#Text clustering -sample code
** Prepage datasets**
Download dataset movie_data_60.csv from google drive


In [0]:
#Mount google drive to google colab virtual machine
from google.colab import drive
drive.mount('/content/drive')
mydrive ="/content/drive/My Drive/Colab Notebooks/"

In [0]:
#download data from google drive
import gdown
url = "https://drive.google.com/uc?id=1o0I46KhBjkW2tdxD-k9NwkhrtQbI6gNF"
gdown.download(url, mydrive+"movies_genre_60.csv", quiet=False)

In [0]:
# load data to pandas data frame
import pandas as pd
import numpy as np

doc_data = pd.read_csv(mydrive+'movies_genre_60.csv', sep=",", header=0 )
movie_titles = doc_data['Title'].tolist()  # convert column Title of panda frame to list
movie_synopses = doc_data['Synopsis'].tolist()
movie_genre = doc_data['Genre'].tolist()
doc_data

#Step 1:  Pre-Processing text

In [0]:
# Define function for Lemmatization, remove stopword and feature selection using POS, spacy package
import spacy
def spacy_preprocess (text,lemma= True, pos= True, pos_select = ["VERB", "NOUN", "ADJ","ADV","PART"]):
  # Initialize spacy 'en' model, keeping only tagger component needed for lemmatization
  nlp = spacy.load('en', disable=['parser', 'ner']) # disable parser, ner for faster loading
  # Parse the sentence using the loaded 'en' model object `nlp`
  doc = nlp(text)
    
  if pos== False:
    if lemma== True: text_preprocess= " ".join([token.lemma_.lower() for token in doc if not nlp.vocab[token.text].is_stop])
    if lemma== False:text_preprocess= " ".join([token.text.lower() for token in doc if not nlp.vocab[token.text].is_stop])
  else:
    if lemma== True : text_preprocess= " ".join([token.lemma_.lower() for token in doc if (token.pos_ in pos_select and not nlp.vocab[token.text].is_stop)])
    if lemma== False : text_preprocess= " ".join([token.text.lower() for token in doc if (token.pos_ in pos_select  and not nlp.vocab[token.text].is_stop)])
  # nlp.vocab[token.text].is_stop to remove stopwords
  return text_preprocess

In [0]:
# Pre-processing data with spacy
from tqdm import tqdm
movie_synopses_preprocess=[]
for movie in tqdm(movie_synopses):
  movie_preprocess = spacy_preprocess(movie,pos_select = ["VERB", "NOUN", "ADJ"])
  movie_synopses_preprocess+= [movie_preprocess]

#Step 2: Build feature matrix (tf-idf)
** you need to change the data input below** 

##### data without preprocess

In [0]:
#change data input (movie_synopses or movie_synopses_preprocess) here
data_input =movie_synopses # data without preprocess
#data_input =movie_synopses_preprocess  # the data after preprocess text.

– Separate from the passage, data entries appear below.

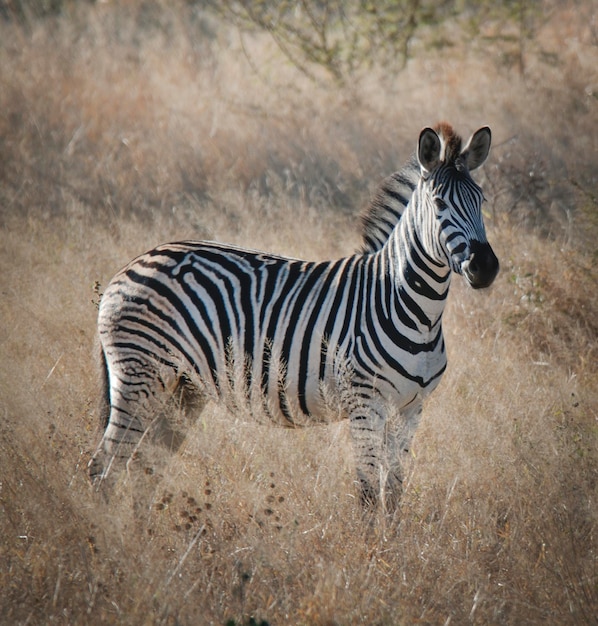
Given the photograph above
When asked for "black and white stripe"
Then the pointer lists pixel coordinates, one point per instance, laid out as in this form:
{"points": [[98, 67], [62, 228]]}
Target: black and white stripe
{"points": [[297, 341]]}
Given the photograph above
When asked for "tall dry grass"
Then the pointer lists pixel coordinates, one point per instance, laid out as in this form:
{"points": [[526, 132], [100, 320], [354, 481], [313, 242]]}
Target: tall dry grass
{"points": [[122, 127]]}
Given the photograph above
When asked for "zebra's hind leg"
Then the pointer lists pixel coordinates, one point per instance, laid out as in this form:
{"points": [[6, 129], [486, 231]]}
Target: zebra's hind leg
{"points": [[138, 394]]}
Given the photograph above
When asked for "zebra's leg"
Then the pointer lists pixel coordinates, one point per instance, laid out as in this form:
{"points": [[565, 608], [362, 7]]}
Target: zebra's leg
{"points": [[367, 433], [399, 430], [137, 394]]}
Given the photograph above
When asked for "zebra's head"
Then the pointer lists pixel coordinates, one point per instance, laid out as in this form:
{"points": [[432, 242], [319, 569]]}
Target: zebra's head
{"points": [[453, 201]]}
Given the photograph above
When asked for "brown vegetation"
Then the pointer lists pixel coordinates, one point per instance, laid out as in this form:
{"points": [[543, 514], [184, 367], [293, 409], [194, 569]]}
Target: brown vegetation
{"points": [[122, 127]]}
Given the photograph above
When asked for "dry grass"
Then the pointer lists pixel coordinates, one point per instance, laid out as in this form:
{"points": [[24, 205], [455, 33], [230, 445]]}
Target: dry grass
{"points": [[121, 129]]}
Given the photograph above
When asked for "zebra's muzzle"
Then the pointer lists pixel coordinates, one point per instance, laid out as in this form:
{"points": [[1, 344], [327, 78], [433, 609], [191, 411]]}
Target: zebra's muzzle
{"points": [[481, 268]]}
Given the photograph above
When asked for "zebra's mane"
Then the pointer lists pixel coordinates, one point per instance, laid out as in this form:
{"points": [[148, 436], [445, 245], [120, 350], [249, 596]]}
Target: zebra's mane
{"points": [[391, 198]]}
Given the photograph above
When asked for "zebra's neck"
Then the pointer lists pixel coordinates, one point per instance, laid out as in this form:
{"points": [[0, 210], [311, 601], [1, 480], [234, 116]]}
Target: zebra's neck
{"points": [[420, 281]]}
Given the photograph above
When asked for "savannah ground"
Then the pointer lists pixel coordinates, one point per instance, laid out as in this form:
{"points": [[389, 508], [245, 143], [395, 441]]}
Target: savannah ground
{"points": [[126, 125]]}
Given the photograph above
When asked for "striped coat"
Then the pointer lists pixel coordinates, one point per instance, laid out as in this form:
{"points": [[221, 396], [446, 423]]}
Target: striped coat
{"points": [[302, 342]]}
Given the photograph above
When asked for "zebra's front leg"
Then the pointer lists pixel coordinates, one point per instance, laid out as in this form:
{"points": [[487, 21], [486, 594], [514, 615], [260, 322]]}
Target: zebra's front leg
{"points": [[399, 432], [368, 434], [382, 441]]}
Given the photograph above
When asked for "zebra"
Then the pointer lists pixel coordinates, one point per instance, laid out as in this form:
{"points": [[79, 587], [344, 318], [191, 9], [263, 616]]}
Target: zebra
{"points": [[357, 338]]}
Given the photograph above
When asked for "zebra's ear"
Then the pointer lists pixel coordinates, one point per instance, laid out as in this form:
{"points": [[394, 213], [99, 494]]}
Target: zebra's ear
{"points": [[477, 148], [428, 149]]}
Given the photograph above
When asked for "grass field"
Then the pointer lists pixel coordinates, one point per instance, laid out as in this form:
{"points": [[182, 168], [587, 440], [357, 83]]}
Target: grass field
{"points": [[123, 126]]}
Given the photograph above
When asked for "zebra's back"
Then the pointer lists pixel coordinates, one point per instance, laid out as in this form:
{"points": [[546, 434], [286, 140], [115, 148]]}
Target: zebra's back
{"points": [[232, 320]]}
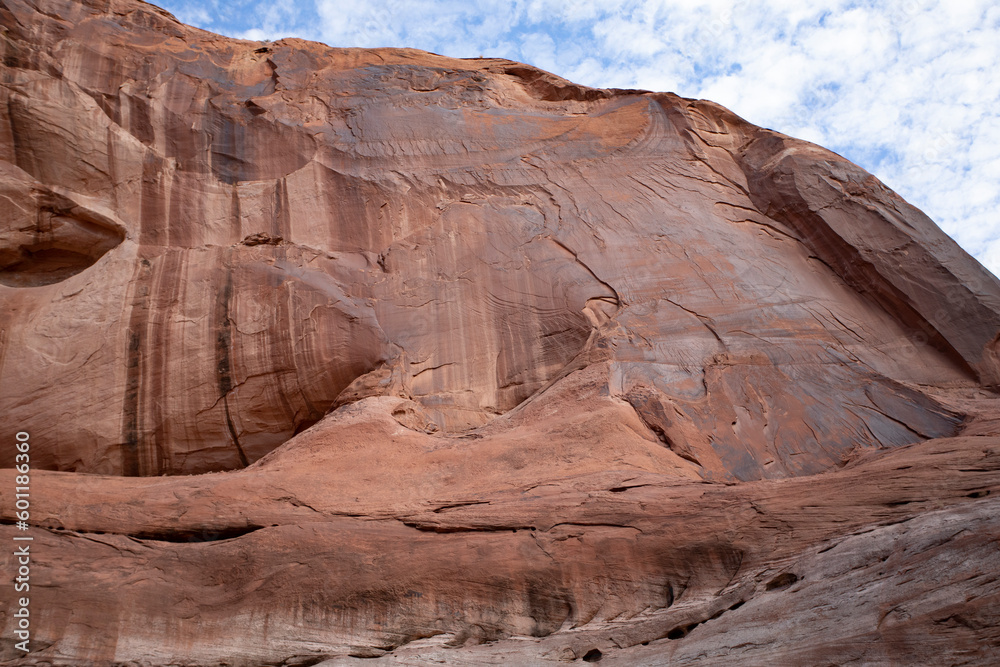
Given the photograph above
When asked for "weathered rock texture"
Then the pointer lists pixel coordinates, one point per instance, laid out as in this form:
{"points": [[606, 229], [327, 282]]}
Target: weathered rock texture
{"points": [[439, 352]]}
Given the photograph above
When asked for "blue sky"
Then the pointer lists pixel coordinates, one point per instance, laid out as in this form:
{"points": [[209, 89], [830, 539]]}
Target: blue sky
{"points": [[908, 89]]}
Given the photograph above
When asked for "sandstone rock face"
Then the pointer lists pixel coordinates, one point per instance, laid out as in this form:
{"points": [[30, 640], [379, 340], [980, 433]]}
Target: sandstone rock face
{"points": [[437, 352]]}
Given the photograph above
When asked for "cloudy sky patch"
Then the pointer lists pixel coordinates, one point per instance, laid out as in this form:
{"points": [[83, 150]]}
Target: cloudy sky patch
{"points": [[909, 90]]}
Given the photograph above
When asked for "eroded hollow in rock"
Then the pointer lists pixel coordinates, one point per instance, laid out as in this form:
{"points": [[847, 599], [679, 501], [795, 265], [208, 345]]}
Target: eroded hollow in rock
{"points": [[58, 247]]}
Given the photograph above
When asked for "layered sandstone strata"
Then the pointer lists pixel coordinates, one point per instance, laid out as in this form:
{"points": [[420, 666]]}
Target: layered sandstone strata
{"points": [[458, 351]]}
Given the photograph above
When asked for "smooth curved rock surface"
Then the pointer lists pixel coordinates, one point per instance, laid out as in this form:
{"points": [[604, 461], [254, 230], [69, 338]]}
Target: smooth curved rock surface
{"points": [[331, 354]]}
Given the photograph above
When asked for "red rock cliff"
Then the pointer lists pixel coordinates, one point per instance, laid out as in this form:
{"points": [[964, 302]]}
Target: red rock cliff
{"points": [[457, 351]]}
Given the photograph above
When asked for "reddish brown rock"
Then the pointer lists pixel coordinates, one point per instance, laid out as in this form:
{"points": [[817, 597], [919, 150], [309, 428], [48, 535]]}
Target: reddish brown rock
{"points": [[437, 352]]}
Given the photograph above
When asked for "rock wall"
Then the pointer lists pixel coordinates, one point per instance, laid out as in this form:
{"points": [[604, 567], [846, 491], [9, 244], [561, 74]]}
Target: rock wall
{"points": [[460, 352]]}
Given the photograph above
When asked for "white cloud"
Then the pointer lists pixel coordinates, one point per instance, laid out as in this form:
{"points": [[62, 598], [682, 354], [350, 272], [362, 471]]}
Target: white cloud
{"points": [[908, 89]]}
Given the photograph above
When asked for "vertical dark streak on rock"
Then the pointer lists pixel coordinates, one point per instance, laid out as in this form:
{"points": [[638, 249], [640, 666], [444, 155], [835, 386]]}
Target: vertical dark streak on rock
{"points": [[237, 216], [223, 342], [282, 222], [132, 404]]}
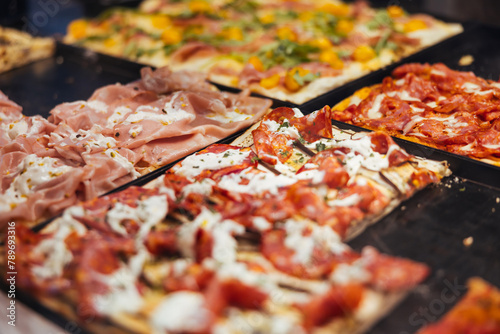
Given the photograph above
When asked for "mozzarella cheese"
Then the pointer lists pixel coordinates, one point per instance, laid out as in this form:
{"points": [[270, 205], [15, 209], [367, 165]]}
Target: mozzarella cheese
{"points": [[182, 311], [32, 172], [54, 249], [193, 165]]}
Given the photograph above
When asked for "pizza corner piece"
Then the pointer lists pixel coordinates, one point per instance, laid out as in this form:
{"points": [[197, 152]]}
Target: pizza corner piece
{"points": [[478, 311], [235, 239], [86, 148], [18, 48], [289, 50], [433, 105]]}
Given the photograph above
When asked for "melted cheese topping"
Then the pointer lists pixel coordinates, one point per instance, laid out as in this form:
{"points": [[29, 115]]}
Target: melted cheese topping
{"points": [[403, 95], [152, 113], [229, 116], [123, 295], [257, 182], [284, 128], [148, 213], [91, 139], [54, 249], [182, 311], [118, 114], [224, 244], [120, 159], [204, 187], [193, 165], [348, 201], [322, 236], [135, 131], [374, 111], [363, 155], [169, 114]]}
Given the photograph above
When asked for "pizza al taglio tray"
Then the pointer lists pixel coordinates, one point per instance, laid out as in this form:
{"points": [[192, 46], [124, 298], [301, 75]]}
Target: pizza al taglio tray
{"points": [[452, 227], [480, 42], [71, 74]]}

from sklearn.feature_extraction.text import TfidfVectorizer
vectorizer = TfidfVectorizer(min_df=0.1, max_df=0.8, max_features= None)
feature_matrix = vectorizer.fit_transform(data_input).astype(float)
feature_names = vectorizer.get_feature_names() # get feature names
print("number of feature:", len(feature_names))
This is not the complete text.